Ainsi, pas d’approche sociologique ou documentaire chez Olivier Sylvestre, malgré son bagage en criminologie, qui aurait pu l’y encourager. Il dit «ne pas s’intéresser profondément aux causes sociales de l’exclusion», préférant «rester dans le sentiment, dans la brûlure.» «Je veux, poursuit-il, rester connecté sur mon émotion à moi quand je raconte ces histoires-là. Le théâtre me sert beaucoup à transposer, à quitter la sociologie, à faire de ces histoires-là des contes, des épopées plus grande que nature. Je n’écris pas dans une langue réaliste, pas mimétique : je recherche le lyrisme, le tragique, c’est mon travail d’auteur, je travaille beaucoup au niveau du rythme, avec beaucoup de virgules, d’emphase, de répétition. Il ne s’agit pas du tout de reproduire la langue d’Hochelaga, mais je me sers de ces codes-là pour les transformer et trouver à partir d’eux une langue éminemment théâtrale.»

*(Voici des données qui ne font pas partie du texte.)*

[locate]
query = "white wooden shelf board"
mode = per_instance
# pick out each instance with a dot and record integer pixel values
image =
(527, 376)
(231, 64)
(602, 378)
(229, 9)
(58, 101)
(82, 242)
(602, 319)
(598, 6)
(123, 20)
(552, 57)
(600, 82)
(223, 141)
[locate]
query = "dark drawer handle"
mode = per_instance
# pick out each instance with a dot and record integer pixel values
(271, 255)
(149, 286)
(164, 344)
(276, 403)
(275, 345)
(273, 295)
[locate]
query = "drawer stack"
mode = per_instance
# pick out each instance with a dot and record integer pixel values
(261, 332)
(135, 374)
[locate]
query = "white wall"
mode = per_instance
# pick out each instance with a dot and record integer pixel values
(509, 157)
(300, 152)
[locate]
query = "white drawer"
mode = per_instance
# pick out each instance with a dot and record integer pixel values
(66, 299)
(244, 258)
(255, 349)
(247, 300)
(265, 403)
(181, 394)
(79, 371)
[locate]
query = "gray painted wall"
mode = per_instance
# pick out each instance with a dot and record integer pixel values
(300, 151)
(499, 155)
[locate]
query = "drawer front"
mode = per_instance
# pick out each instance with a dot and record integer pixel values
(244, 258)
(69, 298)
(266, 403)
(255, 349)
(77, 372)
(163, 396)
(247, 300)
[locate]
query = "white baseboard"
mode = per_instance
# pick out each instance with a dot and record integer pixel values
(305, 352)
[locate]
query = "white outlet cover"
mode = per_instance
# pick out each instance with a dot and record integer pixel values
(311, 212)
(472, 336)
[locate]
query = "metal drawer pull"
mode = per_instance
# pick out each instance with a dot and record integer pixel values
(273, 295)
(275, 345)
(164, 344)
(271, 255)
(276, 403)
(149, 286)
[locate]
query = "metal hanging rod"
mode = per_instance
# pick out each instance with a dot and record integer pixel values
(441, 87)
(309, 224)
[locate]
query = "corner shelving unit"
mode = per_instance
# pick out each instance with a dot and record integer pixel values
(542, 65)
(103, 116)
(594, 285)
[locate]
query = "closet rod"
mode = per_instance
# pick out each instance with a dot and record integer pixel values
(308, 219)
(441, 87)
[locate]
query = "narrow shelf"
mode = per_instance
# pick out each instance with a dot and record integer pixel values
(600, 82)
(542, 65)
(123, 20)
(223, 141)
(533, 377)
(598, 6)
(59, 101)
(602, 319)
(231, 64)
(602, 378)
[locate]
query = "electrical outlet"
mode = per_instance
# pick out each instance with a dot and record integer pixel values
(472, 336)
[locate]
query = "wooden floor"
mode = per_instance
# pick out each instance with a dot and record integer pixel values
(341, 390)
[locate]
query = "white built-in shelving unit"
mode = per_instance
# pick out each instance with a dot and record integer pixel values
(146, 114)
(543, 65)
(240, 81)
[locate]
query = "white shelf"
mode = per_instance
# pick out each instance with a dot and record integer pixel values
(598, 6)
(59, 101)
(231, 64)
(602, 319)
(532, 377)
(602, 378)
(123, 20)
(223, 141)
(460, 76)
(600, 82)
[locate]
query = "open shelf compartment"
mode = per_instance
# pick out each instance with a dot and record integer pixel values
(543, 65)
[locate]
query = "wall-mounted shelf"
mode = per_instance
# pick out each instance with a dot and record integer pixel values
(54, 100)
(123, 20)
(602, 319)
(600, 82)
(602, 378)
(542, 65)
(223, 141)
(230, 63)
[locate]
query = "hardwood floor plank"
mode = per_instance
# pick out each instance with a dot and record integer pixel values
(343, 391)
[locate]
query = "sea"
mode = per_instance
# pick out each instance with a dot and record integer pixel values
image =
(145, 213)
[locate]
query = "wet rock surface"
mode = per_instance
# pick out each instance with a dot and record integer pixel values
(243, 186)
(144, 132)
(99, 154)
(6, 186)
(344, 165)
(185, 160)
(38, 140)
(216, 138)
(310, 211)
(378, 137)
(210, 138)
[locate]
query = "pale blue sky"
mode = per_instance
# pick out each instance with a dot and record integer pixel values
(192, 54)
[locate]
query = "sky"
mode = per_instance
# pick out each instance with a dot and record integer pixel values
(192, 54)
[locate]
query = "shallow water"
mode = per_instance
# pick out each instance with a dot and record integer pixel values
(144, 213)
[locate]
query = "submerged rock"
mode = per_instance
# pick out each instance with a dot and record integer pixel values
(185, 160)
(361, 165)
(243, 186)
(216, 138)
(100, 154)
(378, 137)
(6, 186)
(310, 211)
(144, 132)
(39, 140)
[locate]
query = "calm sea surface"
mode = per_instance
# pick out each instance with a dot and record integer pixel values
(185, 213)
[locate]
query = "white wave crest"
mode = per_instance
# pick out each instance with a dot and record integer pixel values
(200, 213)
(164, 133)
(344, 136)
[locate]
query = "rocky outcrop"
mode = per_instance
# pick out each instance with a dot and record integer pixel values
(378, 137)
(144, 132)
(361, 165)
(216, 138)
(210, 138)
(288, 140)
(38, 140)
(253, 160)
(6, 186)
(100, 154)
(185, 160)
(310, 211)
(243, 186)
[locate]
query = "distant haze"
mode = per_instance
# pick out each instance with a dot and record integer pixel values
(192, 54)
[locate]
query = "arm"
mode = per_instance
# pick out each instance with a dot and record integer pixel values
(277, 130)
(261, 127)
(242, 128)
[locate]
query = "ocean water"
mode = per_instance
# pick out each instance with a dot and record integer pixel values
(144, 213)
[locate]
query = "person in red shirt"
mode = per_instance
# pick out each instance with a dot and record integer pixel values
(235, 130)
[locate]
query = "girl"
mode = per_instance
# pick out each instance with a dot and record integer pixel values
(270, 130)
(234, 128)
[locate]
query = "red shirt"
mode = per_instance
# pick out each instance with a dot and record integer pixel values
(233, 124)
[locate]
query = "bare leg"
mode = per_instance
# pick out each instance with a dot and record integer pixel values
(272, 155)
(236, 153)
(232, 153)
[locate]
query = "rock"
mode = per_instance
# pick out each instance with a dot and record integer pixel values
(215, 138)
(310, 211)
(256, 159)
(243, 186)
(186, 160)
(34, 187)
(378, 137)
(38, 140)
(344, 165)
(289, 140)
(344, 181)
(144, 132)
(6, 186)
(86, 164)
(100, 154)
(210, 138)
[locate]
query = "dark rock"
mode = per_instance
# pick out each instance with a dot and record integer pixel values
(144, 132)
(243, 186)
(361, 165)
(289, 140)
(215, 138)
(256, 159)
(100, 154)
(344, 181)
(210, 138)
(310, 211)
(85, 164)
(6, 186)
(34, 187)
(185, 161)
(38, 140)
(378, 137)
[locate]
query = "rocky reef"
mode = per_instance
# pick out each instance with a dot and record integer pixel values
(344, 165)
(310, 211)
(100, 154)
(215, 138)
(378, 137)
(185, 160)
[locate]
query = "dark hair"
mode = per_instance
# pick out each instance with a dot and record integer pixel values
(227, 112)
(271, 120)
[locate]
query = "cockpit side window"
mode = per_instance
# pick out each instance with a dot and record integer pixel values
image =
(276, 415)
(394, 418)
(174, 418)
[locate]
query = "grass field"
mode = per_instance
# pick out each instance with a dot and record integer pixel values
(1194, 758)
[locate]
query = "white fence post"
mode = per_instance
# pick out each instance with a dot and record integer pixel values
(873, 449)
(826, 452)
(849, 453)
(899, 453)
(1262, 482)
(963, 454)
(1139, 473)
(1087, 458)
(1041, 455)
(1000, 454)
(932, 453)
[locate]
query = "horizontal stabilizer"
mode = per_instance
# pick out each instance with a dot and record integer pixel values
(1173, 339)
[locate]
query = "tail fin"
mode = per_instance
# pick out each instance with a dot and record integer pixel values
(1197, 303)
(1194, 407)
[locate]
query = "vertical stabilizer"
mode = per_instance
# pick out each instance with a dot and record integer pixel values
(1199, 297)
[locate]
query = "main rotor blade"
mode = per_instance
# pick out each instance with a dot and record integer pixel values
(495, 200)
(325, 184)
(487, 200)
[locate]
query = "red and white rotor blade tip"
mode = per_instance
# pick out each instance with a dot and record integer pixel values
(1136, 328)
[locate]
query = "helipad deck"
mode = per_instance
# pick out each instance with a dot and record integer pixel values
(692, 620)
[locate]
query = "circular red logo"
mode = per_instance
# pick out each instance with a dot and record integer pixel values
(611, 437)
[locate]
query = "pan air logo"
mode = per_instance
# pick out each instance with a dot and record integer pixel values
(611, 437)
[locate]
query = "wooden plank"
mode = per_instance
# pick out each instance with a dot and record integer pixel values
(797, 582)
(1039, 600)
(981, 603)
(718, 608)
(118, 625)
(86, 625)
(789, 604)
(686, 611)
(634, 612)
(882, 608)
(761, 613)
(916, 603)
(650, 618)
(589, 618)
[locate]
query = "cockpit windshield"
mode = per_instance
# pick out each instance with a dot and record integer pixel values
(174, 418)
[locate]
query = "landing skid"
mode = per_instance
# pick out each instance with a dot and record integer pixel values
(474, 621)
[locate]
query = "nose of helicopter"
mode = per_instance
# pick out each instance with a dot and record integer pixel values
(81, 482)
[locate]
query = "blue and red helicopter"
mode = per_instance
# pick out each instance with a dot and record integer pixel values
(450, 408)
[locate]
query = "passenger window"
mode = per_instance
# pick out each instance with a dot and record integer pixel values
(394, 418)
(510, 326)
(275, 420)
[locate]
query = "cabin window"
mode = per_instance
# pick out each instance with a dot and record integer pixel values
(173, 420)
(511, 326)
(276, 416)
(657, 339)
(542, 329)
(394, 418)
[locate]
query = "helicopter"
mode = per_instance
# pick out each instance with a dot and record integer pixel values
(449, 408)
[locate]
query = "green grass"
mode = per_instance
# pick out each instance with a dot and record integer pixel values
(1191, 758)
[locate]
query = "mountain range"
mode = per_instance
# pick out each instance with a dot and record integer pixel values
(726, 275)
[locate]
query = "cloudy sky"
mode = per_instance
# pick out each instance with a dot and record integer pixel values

Benoît Landry et Xavier Malo dans La beauté du monde / Crédit: Eugène Holtz
Benoît Landry et Xavier Malo dans La beauté du monde / Crédit: Eugène Holtz

 

La beauté du monde, c’est l’histoire d’Olivier, jeune homme dérouté par une vie qui lui apparaît soudainement dénuée de sens, au début de sa vingtaine. Quittant sa copine, remettant tout en question, il loue un appartement dans un immeuble à logements vaguement décrépit, où soudain les murs lui apparaissent vivants, «comme un corps, un organisme vivant, avec une bouche un corps un cœur». Et ce lieu se décompose; il est fragilisé, mis à mal, laissant peu à peu voir ses atypiques résidents.

«Olivier a besoin d’un changement radical dans sa vie, sinon il mourra. Ce n’est même pas un choix: la vie l’amène là tout simplement, comme un passage obligé. Je ne pense pas qu’il soit dépressif, ou psychotique, d’ailleurs je n’aime pas ces étiquettes. Je ne veux pas le voir comme un malade mental, je veux qu’on puisse s’identifier à lui dans nos crises, je ne pense pas qu’il faille l’isoler dans une prétendue pathologie. Il faut de plus en plus, dans notre société, s’appuyer sur un diagnostic de dépression pour justifier nos petits mal-êtres; tout ça me décourage profondément. Je pense qu’au contraire ce sont des états de soi qui devraient nous pousser à l’action plutôt que de se complaire dans un état dépressif médicamenté. D’ailleurs je trouve qu’il y a quelque chose de très beau dans ces états-limite, hypersombres: on n’a pas le choix de remonter quand on est descendu si bas.»

Olivier vit ainsi une sorte de déconstruction de soi, se permettant une mise à néant de sa personnalité pour explorer de nouvelles voies possibles, à travers les personnages marginaux qui l’entourent. Son parcours le mène à une reconstruction identitaire vertigineuse. «Qui sommes-nous dans ce monde? C’est la question centrale, et vaste, que pose cette pièce. Je m’intéresse aussi au sens que prend cette question dans ce monde dont on sait qu’il est voué à disparaître. Comment garder espoir, dans ce contexte?  En se mettant à la recherche de la beauté, sans doute. C’est ce qu’Olivier tente de faire.»

Le parti-pris de la mise en scène de Marilyn Perreault, connu pour son théâtre acrobatique vitaminé, est d’ailleurs de faire ressortir l’humour de la pièce et sa dimension carnavalesque. «Elle montre les scènes comme je les avais jamais vues», conclut Olivier Sylvestre.